Alexy interviews Sir Timothy Gowers on the Future of Math and AI
Interview recorded at Station F, Paris, at GOSIM AI on May 6, 2026.
Alexy Khrabrov speaks with Sir Timothy Gowers, Fields Medal-winning mathematician, professor at the Collège de France and the University of Cambridge, and a leading voice on automatic theorem proving. The conversation covers how mathematicians actually discover proofs, Lean, why formal textbook style can obscure understanding, the rise of Lean and auto-formalization, AI-assisted mathematics, and why mathematical understanding still matters in an age of increasingly capable AI systems.
Transcript
Alexy: Hello everybody, I'm Alexy Khrabrov, head of community at Lakesail. We are here at GOSIM AI Paris with Sir Timothy Gowers, professor at the Collège de France and the University of Cambridge, Fields Medal winner in mathematics, and a leading combinatorics researcher. Timothy, you keynoted the conference. Can you tell us how you came here and what you spoke about?
Timothy: I came because I was invited, and although I am a mathematician, I am also very interested in automatic theorem proving. I have a group in Cambridge devoted to getting computers to do mathematics.

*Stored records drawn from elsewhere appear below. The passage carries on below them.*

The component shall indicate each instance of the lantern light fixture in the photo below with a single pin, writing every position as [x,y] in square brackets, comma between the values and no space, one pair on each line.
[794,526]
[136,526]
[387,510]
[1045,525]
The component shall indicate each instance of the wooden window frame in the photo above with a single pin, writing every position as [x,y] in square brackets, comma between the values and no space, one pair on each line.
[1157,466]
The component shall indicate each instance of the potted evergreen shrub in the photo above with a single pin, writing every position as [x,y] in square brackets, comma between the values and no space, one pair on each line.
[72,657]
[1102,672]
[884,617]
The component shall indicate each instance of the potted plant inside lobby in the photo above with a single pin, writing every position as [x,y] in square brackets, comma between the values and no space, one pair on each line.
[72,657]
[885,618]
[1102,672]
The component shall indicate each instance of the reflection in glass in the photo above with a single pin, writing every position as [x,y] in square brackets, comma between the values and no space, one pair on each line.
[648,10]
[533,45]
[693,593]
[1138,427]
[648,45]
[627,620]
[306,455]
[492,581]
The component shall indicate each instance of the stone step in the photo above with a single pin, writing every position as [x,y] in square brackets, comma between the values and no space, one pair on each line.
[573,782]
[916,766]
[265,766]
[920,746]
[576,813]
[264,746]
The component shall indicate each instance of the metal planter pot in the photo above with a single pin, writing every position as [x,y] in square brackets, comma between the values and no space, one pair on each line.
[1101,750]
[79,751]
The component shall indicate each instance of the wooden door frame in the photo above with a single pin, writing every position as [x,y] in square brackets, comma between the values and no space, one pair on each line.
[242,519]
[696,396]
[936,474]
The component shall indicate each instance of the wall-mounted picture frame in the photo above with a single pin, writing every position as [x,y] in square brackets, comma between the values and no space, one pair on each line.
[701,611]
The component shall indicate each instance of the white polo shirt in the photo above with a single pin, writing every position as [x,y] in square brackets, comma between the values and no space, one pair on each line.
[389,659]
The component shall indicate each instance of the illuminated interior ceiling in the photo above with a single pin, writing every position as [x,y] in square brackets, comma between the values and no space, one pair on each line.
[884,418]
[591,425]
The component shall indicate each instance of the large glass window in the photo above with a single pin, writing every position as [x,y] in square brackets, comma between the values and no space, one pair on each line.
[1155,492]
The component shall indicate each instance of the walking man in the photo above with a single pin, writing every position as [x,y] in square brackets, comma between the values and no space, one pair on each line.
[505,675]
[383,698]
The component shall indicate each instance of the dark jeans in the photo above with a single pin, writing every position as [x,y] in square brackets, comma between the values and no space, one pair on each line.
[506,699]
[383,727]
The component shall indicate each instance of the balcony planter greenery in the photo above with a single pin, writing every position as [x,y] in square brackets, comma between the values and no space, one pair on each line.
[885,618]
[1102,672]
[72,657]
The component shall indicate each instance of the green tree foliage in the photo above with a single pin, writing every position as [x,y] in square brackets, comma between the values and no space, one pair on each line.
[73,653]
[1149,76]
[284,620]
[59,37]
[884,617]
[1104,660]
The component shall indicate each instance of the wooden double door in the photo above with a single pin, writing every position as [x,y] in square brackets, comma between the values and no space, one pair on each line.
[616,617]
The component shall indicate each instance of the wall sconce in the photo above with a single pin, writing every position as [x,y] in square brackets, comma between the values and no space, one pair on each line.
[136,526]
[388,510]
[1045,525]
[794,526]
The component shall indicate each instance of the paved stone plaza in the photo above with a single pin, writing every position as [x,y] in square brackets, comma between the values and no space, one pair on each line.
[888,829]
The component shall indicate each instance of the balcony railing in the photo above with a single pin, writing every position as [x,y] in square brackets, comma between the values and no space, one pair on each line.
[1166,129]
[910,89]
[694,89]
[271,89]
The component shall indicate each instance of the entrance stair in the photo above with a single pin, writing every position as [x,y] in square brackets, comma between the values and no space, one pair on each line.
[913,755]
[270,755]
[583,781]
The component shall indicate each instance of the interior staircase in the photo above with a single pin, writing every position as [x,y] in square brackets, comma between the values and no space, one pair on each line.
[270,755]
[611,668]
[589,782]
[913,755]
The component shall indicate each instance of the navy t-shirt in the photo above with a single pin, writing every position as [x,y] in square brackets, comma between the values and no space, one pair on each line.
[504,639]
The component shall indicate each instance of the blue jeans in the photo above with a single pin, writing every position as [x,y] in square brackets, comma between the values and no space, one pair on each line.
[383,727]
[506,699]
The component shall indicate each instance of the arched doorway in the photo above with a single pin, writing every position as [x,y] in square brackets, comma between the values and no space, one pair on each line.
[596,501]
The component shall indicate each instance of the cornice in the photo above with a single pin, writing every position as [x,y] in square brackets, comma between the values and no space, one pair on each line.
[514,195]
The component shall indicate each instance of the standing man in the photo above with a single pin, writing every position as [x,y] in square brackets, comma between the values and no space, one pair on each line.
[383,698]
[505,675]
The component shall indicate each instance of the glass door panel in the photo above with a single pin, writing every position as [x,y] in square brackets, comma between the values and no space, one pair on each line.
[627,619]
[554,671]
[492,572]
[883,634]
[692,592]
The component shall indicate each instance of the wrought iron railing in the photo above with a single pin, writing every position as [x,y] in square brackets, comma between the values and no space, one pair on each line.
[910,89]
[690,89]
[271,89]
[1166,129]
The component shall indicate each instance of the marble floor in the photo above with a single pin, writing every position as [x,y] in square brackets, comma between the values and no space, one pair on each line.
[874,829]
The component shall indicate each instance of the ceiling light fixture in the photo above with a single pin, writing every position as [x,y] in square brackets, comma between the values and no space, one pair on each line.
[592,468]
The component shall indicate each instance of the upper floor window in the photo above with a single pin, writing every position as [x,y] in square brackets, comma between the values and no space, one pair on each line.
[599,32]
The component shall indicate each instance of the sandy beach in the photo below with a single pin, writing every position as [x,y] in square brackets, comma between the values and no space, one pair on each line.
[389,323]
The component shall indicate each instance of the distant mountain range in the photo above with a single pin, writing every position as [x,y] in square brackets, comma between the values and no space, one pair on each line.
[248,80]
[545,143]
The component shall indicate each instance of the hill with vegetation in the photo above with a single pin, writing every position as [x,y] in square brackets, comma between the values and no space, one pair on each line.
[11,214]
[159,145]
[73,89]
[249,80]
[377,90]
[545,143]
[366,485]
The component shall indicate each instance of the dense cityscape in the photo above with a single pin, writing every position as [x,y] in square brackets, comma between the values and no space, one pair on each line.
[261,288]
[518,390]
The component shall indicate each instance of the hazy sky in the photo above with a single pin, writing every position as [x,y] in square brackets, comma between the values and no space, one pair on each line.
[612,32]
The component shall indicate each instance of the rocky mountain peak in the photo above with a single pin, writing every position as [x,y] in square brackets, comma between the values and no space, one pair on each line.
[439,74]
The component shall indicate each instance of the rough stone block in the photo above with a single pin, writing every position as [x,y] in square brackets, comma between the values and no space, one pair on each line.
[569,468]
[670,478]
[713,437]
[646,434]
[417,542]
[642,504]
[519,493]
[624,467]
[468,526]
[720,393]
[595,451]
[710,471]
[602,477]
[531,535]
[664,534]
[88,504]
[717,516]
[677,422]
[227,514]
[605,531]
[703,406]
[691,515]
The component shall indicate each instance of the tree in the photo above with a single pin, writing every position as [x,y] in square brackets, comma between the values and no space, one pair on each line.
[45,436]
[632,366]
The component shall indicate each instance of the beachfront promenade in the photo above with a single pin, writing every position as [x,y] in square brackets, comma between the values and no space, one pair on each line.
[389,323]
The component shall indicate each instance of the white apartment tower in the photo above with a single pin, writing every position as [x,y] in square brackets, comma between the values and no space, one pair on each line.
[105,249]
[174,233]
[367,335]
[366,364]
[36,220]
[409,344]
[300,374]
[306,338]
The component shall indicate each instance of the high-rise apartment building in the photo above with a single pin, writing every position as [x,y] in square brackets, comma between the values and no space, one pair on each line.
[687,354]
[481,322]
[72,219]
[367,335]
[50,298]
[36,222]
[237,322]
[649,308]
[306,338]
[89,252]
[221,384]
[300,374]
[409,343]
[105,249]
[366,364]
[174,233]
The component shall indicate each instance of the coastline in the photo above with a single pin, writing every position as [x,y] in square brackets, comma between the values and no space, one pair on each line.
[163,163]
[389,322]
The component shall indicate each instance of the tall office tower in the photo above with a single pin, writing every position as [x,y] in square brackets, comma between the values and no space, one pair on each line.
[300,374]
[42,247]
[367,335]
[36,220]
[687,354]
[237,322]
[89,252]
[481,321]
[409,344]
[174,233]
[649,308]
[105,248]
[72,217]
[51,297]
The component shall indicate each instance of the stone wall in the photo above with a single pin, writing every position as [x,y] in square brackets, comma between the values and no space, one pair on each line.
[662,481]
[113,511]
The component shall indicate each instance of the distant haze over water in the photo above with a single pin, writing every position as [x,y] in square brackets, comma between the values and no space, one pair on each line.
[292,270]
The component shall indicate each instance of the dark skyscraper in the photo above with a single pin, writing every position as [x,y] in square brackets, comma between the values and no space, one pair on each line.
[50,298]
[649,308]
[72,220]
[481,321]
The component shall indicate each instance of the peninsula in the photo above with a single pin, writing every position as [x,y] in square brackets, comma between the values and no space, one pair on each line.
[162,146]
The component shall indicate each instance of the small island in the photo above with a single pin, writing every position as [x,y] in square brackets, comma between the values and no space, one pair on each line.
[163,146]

Timothy: Our focus is somewhat different from much of the current work in that area. A lot of what is happening now could be called prompt engineering: giving problems to language models and improving the prompts so the models solve them more effectively. We are interested in something more fundamental: understanding how human beings solve mathematical problems.
Timothy: That is a mysterious question. In a very general sense, mathematics should not be fully algorithmic. If you ask whether an arbitrary mathematical statement has a proof, you run into issues related to incompleteness; there is no general algorithm that can do all of mathematics. But humans do mathematics because we do not usually work on arbitrary mathematics. We work on interesting mathematics.
Timothy: We are trying to understand what makes interesting mathematics tractable for human mathematicians with limited resources. If we understand that, perhaps we can teach AI systems to do mathematics better. That is why I am interested in AI, and a conference like GOSIM AI Paris is a good place to meet people and hear how others are thinking about it.
Alexy: One thing in your keynote struck me deeply. I went to one of the best math schools in the Soviet Union, though I probably should have studied history. I love Cicero and the humanities, but in the Soviet Union the humanities were constrained by Marxism-Leninism, so math was the path for people who wanted to do something real.
Alexy: I often found mathematics antisocial. Math books gave dense statements, then an answer, and in between phrases like "it is an exercise to the reader" or "it easily follows." I thought I was not smart enough because it did not follow easily for me.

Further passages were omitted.